With imports of commodities surging last month, China swung to a trade deficit of $7.24 billion in March from a surplus of $7.61 billion in February, according to figures issued by China's Customs agency. Overall imports were up 66% from a year earlier in March, with purchases of crude oil and copper at near-record levels in volume terms. The import bill was further boosted by rising commodity prices.
Chinese officials had said weeks ago that March could well show a rare trade deficit, a development they highlighted to show how China's strong growth has been boosting its purchases from other countries. China's trade surpluses have in fact been shrinking as the government's stimulus plan boosted purchases from abroad. The cumulative trade surplus for the first quarter of 2010 was down 77% from a year earlier to $14.49 billion.
The deficit in March mainly came from China's trade with Taiwan, Japan and South Korea, Customs said, while it continued to run surpluses with the U.S. and the European Union. Those big trading partners have been among those arguing that China's practice of keeping the yuan effectively pegged to the U.S. dollar gives its exporters an unfair advantage and contribute to the large trade surpluses.
China's Ministry of Commerce, which has been a vocal defender of exporters and opponent of any change in the currency regime, argued the latest data show no move is needed.
"The continued improvement in our country's balance of trade has created the conditions for the renminbi's exchange rate to remain basically stable," spokesman Yao Jian said in a statement, using the currency's official name. He said the fact that China ran a deficit in March, without any move in its currency, shows that "the deciding factor for the balance of trade is not the exchange rate, but market supply and demand and other factors."...
Economists said March's exports were lower than they otherwise would have been as factories were slow to reopen after the weeklong Lunar New Year holiday in February. Exports still grew quickly in March, but the expansion slowed to 24.3% from a year earlier, compared to 31.4% growth in the first two months of the year....

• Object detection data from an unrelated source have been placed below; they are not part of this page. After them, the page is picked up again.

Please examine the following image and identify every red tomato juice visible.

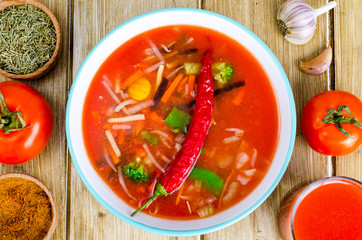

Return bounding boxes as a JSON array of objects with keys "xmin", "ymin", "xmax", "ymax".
[{"xmin": 293, "ymin": 181, "xmax": 362, "ymax": 240}]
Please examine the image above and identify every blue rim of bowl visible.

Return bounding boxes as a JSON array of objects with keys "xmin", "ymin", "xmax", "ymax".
[{"xmin": 66, "ymin": 8, "xmax": 296, "ymax": 236}]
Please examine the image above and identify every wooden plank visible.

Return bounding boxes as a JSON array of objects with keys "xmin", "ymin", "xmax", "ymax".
[
  {"xmin": 0, "ymin": 0, "xmax": 68, "ymax": 239},
  {"xmin": 68, "ymin": 0, "xmax": 199, "ymax": 240},
  {"xmin": 334, "ymin": 1, "xmax": 362, "ymax": 181},
  {"xmin": 203, "ymin": 0, "xmax": 331, "ymax": 240}
]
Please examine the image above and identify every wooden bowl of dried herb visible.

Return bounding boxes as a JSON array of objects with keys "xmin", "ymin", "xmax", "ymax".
[
  {"xmin": 0, "ymin": 0, "xmax": 61, "ymax": 80},
  {"xmin": 0, "ymin": 173, "xmax": 58, "ymax": 240}
]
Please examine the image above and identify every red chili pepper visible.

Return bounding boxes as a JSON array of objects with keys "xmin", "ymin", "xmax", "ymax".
[{"xmin": 131, "ymin": 49, "xmax": 214, "ymax": 217}]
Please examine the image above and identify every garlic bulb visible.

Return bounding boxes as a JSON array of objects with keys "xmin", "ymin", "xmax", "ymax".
[
  {"xmin": 299, "ymin": 46, "xmax": 332, "ymax": 75},
  {"xmin": 277, "ymin": 0, "xmax": 337, "ymax": 45}
]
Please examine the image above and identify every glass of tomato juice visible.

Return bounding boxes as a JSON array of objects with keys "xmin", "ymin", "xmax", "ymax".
[{"xmin": 279, "ymin": 177, "xmax": 362, "ymax": 240}]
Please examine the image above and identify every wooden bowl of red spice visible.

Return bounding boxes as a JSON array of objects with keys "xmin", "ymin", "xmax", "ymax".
[
  {"xmin": 0, "ymin": 0, "xmax": 62, "ymax": 80},
  {"xmin": 0, "ymin": 173, "xmax": 58, "ymax": 240}
]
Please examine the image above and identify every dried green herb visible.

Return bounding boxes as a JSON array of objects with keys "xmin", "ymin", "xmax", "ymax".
[{"xmin": 0, "ymin": 4, "xmax": 57, "ymax": 75}]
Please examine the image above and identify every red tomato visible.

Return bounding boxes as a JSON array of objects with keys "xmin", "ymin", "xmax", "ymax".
[
  {"xmin": 0, "ymin": 81, "xmax": 53, "ymax": 164},
  {"xmin": 301, "ymin": 90, "xmax": 362, "ymax": 156}
]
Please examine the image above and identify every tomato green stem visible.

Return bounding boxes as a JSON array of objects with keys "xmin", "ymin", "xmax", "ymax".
[
  {"xmin": 131, "ymin": 183, "xmax": 168, "ymax": 217},
  {"xmin": 0, "ymin": 92, "xmax": 26, "ymax": 134},
  {"xmin": 323, "ymin": 105, "xmax": 362, "ymax": 138}
]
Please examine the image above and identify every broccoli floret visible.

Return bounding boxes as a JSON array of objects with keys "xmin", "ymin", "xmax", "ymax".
[
  {"xmin": 123, "ymin": 161, "xmax": 149, "ymax": 183},
  {"xmin": 212, "ymin": 62, "xmax": 234, "ymax": 85}
]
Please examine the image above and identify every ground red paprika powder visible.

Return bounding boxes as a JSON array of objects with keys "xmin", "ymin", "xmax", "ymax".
[{"xmin": 0, "ymin": 177, "xmax": 53, "ymax": 240}]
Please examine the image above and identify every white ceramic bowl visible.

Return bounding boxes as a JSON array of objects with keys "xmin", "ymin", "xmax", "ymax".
[{"xmin": 66, "ymin": 8, "xmax": 296, "ymax": 236}]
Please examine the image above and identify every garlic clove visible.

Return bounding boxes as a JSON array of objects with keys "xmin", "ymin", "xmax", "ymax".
[
  {"xmin": 277, "ymin": 0, "xmax": 336, "ymax": 45},
  {"xmin": 299, "ymin": 46, "xmax": 333, "ymax": 75}
]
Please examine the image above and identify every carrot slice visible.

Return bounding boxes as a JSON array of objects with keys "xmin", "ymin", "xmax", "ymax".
[
  {"xmin": 135, "ymin": 147, "xmax": 146, "ymax": 157},
  {"xmin": 150, "ymin": 112, "xmax": 163, "ymax": 123},
  {"xmin": 231, "ymin": 88, "xmax": 245, "ymax": 105},
  {"xmin": 135, "ymin": 121, "xmax": 143, "ymax": 135},
  {"xmin": 188, "ymin": 75, "xmax": 195, "ymax": 95},
  {"xmin": 117, "ymin": 129, "xmax": 126, "ymax": 145},
  {"xmin": 121, "ymin": 69, "xmax": 143, "ymax": 89},
  {"xmin": 177, "ymin": 76, "xmax": 189, "ymax": 92},
  {"xmin": 161, "ymin": 73, "xmax": 183, "ymax": 103},
  {"xmin": 108, "ymin": 147, "xmax": 120, "ymax": 165}
]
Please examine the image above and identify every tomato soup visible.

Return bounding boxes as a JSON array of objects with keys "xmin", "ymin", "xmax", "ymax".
[
  {"xmin": 280, "ymin": 177, "xmax": 362, "ymax": 240},
  {"xmin": 83, "ymin": 25, "xmax": 279, "ymax": 219}
]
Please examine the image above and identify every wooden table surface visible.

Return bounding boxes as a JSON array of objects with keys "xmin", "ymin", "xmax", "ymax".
[{"xmin": 0, "ymin": 0, "xmax": 362, "ymax": 240}]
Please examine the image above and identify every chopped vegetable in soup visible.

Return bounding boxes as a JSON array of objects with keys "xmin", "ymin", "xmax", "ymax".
[{"xmin": 83, "ymin": 26, "xmax": 279, "ymax": 219}]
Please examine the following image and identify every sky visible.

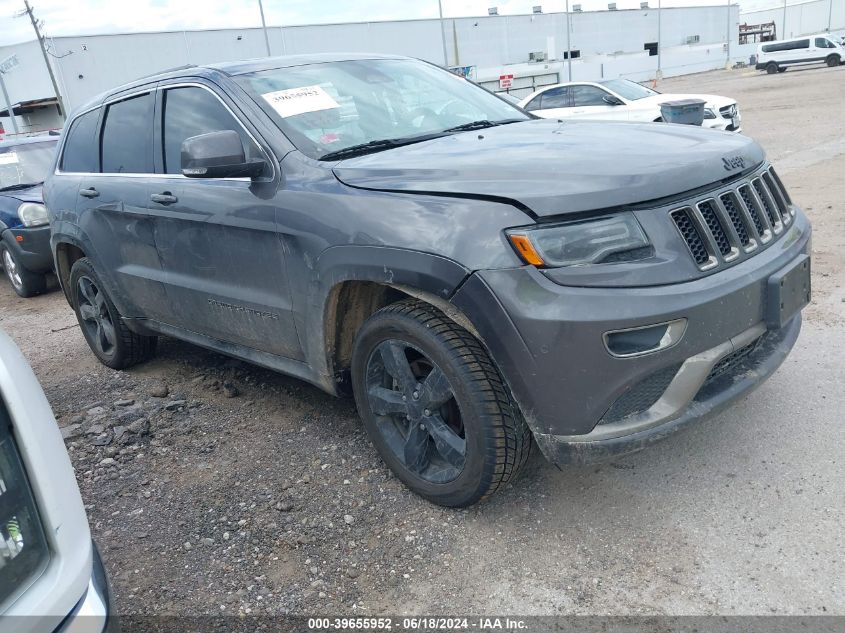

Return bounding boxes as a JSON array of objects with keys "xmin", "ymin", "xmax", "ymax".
[{"xmin": 0, "ymin": 0, "xmax": 804, "ymax": 46}]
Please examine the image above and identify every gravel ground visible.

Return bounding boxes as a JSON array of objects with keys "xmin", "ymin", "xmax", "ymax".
[{"xmin": 0, "ymin": 61, "xmax": 845, "ymax": 615}]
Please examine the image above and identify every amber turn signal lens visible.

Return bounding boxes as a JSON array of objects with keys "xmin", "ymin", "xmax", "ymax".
[{"xmin": 508, "ymin": 235, "xmax": 546, "ymax": 266}]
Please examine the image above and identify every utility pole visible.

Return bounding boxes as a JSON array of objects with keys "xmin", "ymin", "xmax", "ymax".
[
  {"xmin": 437, "ymin": 0, "xmax": 449, "ymax": 68},
  {"xmin": 725, "ymin": 0, "xmax": 731, "ymax": 70},
  {"xmin": 566, "ymin": 0, "xmax": 572, "ymax": 81},
  {"xmin": 258, "ymin": 0, "xmax": 270, "ymax": 57},
  {"xmin": 657, "ymin": 0, "xmax": 663, "ymax": 79},
  {"xmin": 780, "ymin": 0, "xmax": 786, "ymax": 40},
  {"xmin": 0, "ymin": 71, "xmax": 20, "ymax": 136},
  {"xmin": 18, "ymin": 0, "xmax": 67, "ymax": 121}
]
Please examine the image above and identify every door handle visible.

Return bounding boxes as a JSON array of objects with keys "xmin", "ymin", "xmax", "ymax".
[{"xmin": 150, "ymin": 191, "xmax": 179, "ymax": 204}]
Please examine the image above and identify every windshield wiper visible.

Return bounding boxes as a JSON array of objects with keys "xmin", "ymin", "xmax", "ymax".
[
  {"xmin": 443, "ymin": 119, "xmax": 528, "ymax": 133},
  {"xmin": 0, "ymin": 180, "xmax": 44, "ymax": 191},
  {"xmin": 320, "ymin": 132, "xmax": 442, "ymax": 160}
]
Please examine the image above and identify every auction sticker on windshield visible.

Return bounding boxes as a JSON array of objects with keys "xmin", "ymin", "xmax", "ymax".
[{"xmin": 261, "ymin": 86, "xmax": 340, "ymax": 118}]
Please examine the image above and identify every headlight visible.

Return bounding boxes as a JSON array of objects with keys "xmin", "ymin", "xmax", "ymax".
[
  {"xmin": 0, "ymin": 410, "xmax": 50, "ymax": 602},
  {"xmin": 507, "ymin": 212, "xmax": 651, "ymax": 267},
  {"xmin": 18, "ymin": 202, "xmax": 50, "ymax": 226}
]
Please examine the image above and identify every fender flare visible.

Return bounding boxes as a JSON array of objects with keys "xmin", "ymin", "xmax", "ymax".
[{"xmin": 301, "ymin": 245, "xmax": 472, "ymax": 380}]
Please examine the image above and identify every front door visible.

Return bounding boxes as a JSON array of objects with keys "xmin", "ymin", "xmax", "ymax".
[
  {"xmin": 148, "ymin": 84, "xmax": 302, "ymax": 360},
  {"xmin": 76, "ymin": 86, "xmax": 169, "ymax": 319}
]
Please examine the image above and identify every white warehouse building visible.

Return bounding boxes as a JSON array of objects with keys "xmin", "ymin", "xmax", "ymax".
[{"xmin": 0, "ymin": 5, "xmax": 792, "ymax": 134}]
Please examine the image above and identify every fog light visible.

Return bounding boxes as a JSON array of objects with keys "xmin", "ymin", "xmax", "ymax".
[{"xmin": 604, "ymin": 319, "xmax": 687, "ymax": 358}]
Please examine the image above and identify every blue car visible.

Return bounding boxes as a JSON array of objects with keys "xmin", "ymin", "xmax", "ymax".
[{"xmin": 0, "ymin": 136, "xmax": 58, "ymax": 297}]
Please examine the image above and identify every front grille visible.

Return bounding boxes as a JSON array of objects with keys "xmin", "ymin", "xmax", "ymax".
[
  {"xmin": 670, "ymin": 167, "xmax": 795, "ymax": 270},
  {"xmin": 599, "ymin": 365, "xmax": 681, "ymax": 424},
  {"xmin": 719, "ymin": 192, "xmax": 751, "ymax": 247},
  {"xmin": 698, "ymin": 200, "xmax": 731, "ymax": 255}
]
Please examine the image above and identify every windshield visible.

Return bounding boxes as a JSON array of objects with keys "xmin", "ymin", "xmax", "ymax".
[
  {"xmin": 599, "ymin": 79, "xmax": 660, "ymax": 101},
  {"xmin": 236, "ymin": 59, "xmax": 529, "ymax": 159},
  {"xmin": 0, "ymin": 139, "xmax": 56, "ymax": 189}
]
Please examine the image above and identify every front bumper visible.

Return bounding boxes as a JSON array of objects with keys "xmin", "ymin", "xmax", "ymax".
[
  {"xmin": 453, "ymin": 212, "xmax": 811, "ymax": 463},
  {"xmin": 54, "ymin": 545, "xmax": 116, "ymax": 633},
  {"xmin": 2, "ymin": 225, "xmax": 53, "ymax": 273}
]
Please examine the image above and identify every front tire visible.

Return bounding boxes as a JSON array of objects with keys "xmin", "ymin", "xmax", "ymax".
[
  {"xmin": 352, "ymin": 300, "xmax": 531, "ymax": 507},
  {"xmin": 0, "ymin": 244, "xmax": 47, "ymax": 298},
  {"xmin": 70, "ymin": 257, "xmax": 158, "ymax": 369}
]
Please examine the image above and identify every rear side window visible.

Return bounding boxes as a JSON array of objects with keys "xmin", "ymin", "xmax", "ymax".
[
  {"xmin": 540, "ymin": 87, "xmax": 569, "ymax": 110},
  {"xmin": 570, "ymin": 86, "xmax": 607, "ymax": 107},
  {"xmin": 100, "ymin": 93, "xmax": 155, "ymax": 174},
  {"xmin": 162, "ymin": 87, "xmax": 263, "ymax": 174},
  {"xmin": 61, "ymin": 109, "xmax": 100, "ymax": 173}
]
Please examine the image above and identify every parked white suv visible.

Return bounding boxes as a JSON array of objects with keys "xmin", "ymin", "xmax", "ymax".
[
  {"xmin": 755, "ymin": 33, "xmax": 845, "ymax": 75},
  {"xmin": 519, "ymin": 79, "xmax": 742, "ymax": 132},
  {"xmin": 0, "ymin": 331, "xmax": 110, "ymax": 633}
]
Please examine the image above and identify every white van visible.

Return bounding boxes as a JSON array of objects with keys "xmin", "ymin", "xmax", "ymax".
[{"xmin": 755, "ymin": 33, "xmax": 845, "ymax": 75}]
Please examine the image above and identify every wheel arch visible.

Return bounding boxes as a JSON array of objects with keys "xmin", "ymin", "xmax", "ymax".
[
  {"xmin": 53, "ymin": 237, "xmax": 88, "ymax": 307},
  {"xmin": 314, "ymin": 246, "xmax": 478, "ymax": 393}
]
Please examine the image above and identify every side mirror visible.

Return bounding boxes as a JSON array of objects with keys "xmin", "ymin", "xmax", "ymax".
[{"xmin": 182, "ymin": 130, "xmax": 265, "ymax": 178}]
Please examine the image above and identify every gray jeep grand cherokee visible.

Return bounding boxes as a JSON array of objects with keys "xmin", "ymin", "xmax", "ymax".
[{"xmin": 44, "ymin": 56, "xmax": 810, "ymax": 506}]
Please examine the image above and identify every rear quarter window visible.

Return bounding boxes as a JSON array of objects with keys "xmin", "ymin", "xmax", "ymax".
[{"xmin": 60, "ymin": 109, "xmax": 100, "ymax": 173}]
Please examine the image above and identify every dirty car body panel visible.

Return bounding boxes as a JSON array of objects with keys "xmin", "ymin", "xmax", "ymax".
[{"xmin": 45, "ymin": 55, "xmax": 811, "ymax": 470}]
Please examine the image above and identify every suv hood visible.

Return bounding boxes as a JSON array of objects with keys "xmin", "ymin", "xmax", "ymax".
[{"xmin": 334, "ymin": 119, "xmax": 765, "ymax": 216}]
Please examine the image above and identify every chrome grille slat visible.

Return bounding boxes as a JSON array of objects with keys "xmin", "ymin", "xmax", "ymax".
[
  {"xmin": 751, "ymin": 178, "xmax": 783, "ymax": 233},
  {"xmin": 669, "ymin": 167, "xmax": 795, "ymax": 271},
  {"xmin": 762, "ymin": 171, "xmax": 792, "ymax": 224},
  {"xmin": 719, "ymin": 191, "xmax": 757, "ymax": 250}
]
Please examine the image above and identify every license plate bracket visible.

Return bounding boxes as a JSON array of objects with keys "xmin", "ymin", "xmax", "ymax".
[{"xmin": 766, "ymin": 255, "xmax": 811, "ymax": 328}]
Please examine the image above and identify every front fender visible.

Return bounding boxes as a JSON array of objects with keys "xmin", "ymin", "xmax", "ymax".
[{"xmin": 304, "ymin": 245, "xmax": 471, "ymax": 388}]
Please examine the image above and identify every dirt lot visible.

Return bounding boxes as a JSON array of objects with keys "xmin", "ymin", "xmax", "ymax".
[{"xmin": 0, "ymin": 61, "xmax": 845, "ymax": 615}]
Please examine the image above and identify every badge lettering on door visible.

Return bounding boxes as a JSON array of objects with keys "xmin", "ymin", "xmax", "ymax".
[{"xmin": 722, "ymin": 156, "xmax": 745, "ymax": 171}]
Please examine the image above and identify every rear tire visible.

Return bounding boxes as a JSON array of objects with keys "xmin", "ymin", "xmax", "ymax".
[
  {"xmin": 0, "ymin": 244, "xmax": 47, "ymax": 298},
  {"xmin": 352, "ymin": 299, "xmax": 532, "ymax": 507},
  {"xmin": 68, "ymin": 257, "xmax": 158, "ymax": 369}
]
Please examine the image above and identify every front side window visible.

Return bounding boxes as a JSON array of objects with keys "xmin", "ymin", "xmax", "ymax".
[
  {"xmin": 599, "ymin": 79, "xmax": 660, "ymax": 101},
  {"xmin": 540, "ymin": 86, "xmax": 569, "ymax": 110},
  {"xmin": 61, "ymin": 109, "xmax": 100, "ymax": 173},
  {"xmin": 0, "ymin": 139, "xmax": 57, "ymax": 191},
  {"xmin": 236, "ymin": 59, "xmax": 528, "ymax": 159},
  {"xmin": 162, "ymin": 86, "xmax": 263, "ymax": 174},
  {"xmin": 572, "ymin": 86, "xmax": 607, "ymax": 107},
  {"xmin": 100, "ymin": 92, "xmax": 155, "ymax": 174}
]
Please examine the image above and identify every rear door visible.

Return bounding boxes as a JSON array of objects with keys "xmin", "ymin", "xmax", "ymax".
[
  {"xmin": 148, "ymin": 80, "xmax": 302, "ymax": 360},
  {"xmin": 76, "ymin": 85, "xmax": 169, "ymax": 319}
]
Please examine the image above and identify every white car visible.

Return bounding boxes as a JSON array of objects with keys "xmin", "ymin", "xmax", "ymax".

Chinese officials showed no signs of alarm at March's deficit, the first since April 2004. "This kind of deficit is healthy as it happened while both imports and exports experienced rapid growth," Zheng Yuesheng, director of the statistics department of China's customs, said during China's state television news broadcast Saturday. China will mainly run trade surpluses over the long term, he said, though the size of the surpluses should shrink.
The domestic economy has been on the mend, and China is due to issue its first quarter gross domestic product data on Thursday. On Friday, data from the semiofficial China Association of Automobile Manufacturers showed that auto sales in the country, one indication of how domestic demand is doing, rose 56% from a year earlier to a monthly record of 1.74 million units and were up a sharper 72% for the quarter....Two important things here. First, the countries with which China has a large trade deficit - Taiwan, Japan and South Korea - are the same guys who produce the component parts for the iPod (or iPad) and other consumer electronics that are assembled in China and then shipped to the United States and elsewhere as finished products, thus counting as part of the bilateral trade balance between China and those destination countries. Pretty interesting, huh?
Second, and on a similar note, the inaccuracy of modern trade deficit and surplus figures (due to the prevalence of global supply chains like those in the iPod example above) means that we just shouldn't get too carried away with China's big weekend news. Does it argue against the RMB as a major driver of China's trade surplus? Yes. Does it indicate that RMB appreciation could benefit Chinese producers? Yes. But is it conclusive proof that China's currency policies are harmless? No, just as the US-China trade deficit figures don't conclusively prove that China's RMB peg is destroying the American economy.
Now, I've been arguing for years that trade balances are horrible economic litmus tests for currency policies and/or trade policies, so it would be really inconsistent and insincere of me to now start screaming about China's March '10 trade deficit as conclusive proof about the RMB. So you won't be hearing that from me. On the other hand, many US politicians - like Chuck Schumer (D-NY), Lindsey Graham (R-SC), Debbie Stabenow (D-MI), Sam Brownback (R-KS), Sherrod Brown (D-OH), Olympia Snowe (R-ME), Evan Bayh (D-IN), Ben Cardin (D-MD), Robert Casey (D-PA), Russ Feingold (D-WI), Kirsten Gillibrand (D-NY), Carl Levin (D-MI), Jim Webb (D-VA), and Arlen Specter (D-PA) - have routinely pointed to US trade deficits and Chinese trade surpluses as concrete proof that China was perniciously manipulating its currency to the extreme detriment of the American economy. So I'm sure that these good, honest Senators will stick to their trade balance guns hold a big press conference tomorrow pointing to China's March deficit figures as proof that the RMB situation is now totally under control. I'm also sure that they'll immediately shelve their pending China currency legislation (S. 3134) because the "big China problem" has now been solved. Because if these Senators don't take such actions in the face of China's new trade deficit, then they could be shown to be pandering hypocrites who were jeopardizing a $400 billion US-China trade relationship just to snag a few votes, some campaign contributions, and/or a little free publicity. And they'd never do that, right? Right?